Moral hazard, bank incentives and the credit crisis

In August, Mervyn King, Governor of the Bank of of England, made an important point about "Moral Hazard" which has not been taken nearly seriously enough. His point was that if the Bank of England helps banks that have taken imprudent risks then it encourages banks to take such risks in the future. Banks (perhaps imprudent banks?) complained that his stance was out of line with Europe and America and impractical. But now that the Bank of England has pragmatically made credit available there is a danger than Mervyn King's important point is forgotten about and lost.

The moral hazard problem on bank's behaviour stems from an even more important moral hazard problem in the way that bankers are paid. It is far too easy for bankers to get extremely rich on annual bonuses and other short term rewards, before the risks that they have taken properly come home to roost. When the risks finally do come home it is someone else (the banks shareholders, or public financial regulators) who carry the cost. Bonuses are not retrospectively deducted.

The problem is further exacerbated by the way that bankers are appointed or dismissed. Promotion decisions are influenced far more by personal performance in the last 18 months (before the risks taken have come to maturity) than on long term performance. Then when the risks go wrong the top man might lose his job, but he is paid handsomely for it! The message to potential future executives is clear - short termism pays both on the way up and on the way down.

To avoid moral hazard we need to take long term performance far more seriously than short term performance. In this context I was delighted to read Patrick Hosking's article in The Times, (10th November 2007, page 61, "Time to reform the way bankers are paid").

He is absolutely spot on to say that the way that pay works in the big investment banks is at the very heart of the current credit crisis. The incentives for senior bankers work over a time frame that is far too short.

As Patrick Hosking quite rightly says, shareholders should be demanding better practice on pay. But this is so obvious that I think we have to ask why it has not already happened.

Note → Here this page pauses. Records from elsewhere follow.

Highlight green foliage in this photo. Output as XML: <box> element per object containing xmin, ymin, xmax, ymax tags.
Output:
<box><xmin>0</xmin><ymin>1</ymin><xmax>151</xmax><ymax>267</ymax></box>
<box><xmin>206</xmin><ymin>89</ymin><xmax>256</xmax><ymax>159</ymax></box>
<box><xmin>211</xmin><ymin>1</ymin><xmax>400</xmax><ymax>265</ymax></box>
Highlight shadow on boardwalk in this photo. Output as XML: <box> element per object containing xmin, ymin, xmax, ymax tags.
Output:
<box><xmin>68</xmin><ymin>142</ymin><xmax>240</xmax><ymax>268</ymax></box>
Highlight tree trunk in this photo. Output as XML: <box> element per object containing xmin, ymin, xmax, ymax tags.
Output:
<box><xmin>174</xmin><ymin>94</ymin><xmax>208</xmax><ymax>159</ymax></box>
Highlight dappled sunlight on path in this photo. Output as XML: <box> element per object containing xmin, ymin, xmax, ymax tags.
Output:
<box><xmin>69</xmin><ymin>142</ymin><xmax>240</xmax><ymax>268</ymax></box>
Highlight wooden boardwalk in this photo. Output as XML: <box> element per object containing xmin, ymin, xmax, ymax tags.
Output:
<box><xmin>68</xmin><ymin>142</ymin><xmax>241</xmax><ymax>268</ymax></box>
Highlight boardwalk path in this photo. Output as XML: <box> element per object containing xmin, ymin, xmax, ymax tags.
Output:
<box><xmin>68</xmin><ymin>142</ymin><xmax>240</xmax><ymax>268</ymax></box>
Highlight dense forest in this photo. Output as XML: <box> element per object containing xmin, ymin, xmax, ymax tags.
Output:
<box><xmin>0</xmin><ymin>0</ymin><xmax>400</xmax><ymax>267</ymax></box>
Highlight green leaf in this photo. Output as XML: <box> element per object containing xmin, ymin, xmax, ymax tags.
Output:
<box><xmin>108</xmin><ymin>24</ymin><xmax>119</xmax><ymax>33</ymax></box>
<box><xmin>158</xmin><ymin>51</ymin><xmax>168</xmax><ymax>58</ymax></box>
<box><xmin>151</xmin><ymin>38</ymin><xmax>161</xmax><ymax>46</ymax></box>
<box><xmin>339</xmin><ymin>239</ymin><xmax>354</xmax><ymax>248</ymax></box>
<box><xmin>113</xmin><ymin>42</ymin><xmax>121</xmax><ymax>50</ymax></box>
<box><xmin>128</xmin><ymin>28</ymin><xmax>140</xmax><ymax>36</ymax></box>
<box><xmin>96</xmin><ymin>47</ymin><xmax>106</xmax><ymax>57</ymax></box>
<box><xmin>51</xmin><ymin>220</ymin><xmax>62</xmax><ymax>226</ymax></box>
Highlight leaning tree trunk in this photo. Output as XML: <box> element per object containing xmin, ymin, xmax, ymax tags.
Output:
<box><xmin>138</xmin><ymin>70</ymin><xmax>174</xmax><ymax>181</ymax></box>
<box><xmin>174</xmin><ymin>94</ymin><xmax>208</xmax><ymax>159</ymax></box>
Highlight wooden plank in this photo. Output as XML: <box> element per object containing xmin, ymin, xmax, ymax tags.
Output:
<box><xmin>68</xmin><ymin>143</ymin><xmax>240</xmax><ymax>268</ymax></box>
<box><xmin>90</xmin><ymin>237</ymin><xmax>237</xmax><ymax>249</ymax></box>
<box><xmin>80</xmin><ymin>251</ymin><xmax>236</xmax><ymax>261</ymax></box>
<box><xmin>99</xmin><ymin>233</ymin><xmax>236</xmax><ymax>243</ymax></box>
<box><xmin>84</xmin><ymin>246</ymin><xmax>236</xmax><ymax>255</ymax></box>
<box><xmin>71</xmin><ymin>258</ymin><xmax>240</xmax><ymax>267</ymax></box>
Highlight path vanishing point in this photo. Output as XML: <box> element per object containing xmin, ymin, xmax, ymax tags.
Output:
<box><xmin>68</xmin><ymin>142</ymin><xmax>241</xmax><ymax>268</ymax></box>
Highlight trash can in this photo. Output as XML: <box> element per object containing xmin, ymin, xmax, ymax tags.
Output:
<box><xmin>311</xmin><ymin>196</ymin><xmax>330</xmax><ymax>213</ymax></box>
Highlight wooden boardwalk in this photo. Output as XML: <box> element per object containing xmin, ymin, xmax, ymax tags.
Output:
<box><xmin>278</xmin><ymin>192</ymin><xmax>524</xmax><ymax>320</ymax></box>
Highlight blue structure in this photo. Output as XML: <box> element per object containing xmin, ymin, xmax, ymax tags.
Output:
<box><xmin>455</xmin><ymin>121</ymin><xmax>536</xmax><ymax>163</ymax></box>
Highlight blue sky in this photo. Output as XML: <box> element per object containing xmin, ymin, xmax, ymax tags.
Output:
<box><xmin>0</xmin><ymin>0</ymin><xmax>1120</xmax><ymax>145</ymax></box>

I believe one reason is that shareholders are represented by fund managers and institutional shareholders who typically have exactly the same incentive problem in their own pay. They receive big incentives based on one year cycles, which are not aligned with the interests of the underlying owners of the funds. This is most clear in the case of hedge funds. A hedge fund typically charges very high fees for a good year of investment performance, but does not pay money back if the value of the fund falls. A investment strategy that makes good returns four years out of five, but which is occasionally disastrous, therefore works very well for the hedge fund manager, but not for the underlying owner of the fund.

We should be just as concerned about the way that fund managers are paid.

The book "Performance and Reward" (see link "View the book" in left hand column) suggests solutions to these problems. First of all, it sets out a form of executive pay called a FILLIP. A FILLIP depends on a far more rigorous alignment of pay with shareholders interests, such that performance for top executives is only about long term growth in shareholder value. It also, as Patrick Hosking's article suggests, holds performance related pay in a manner similar to an escrow account for, say, five years. This ensures that value lost latter in the risk cycle is properly reflected in the performance pay.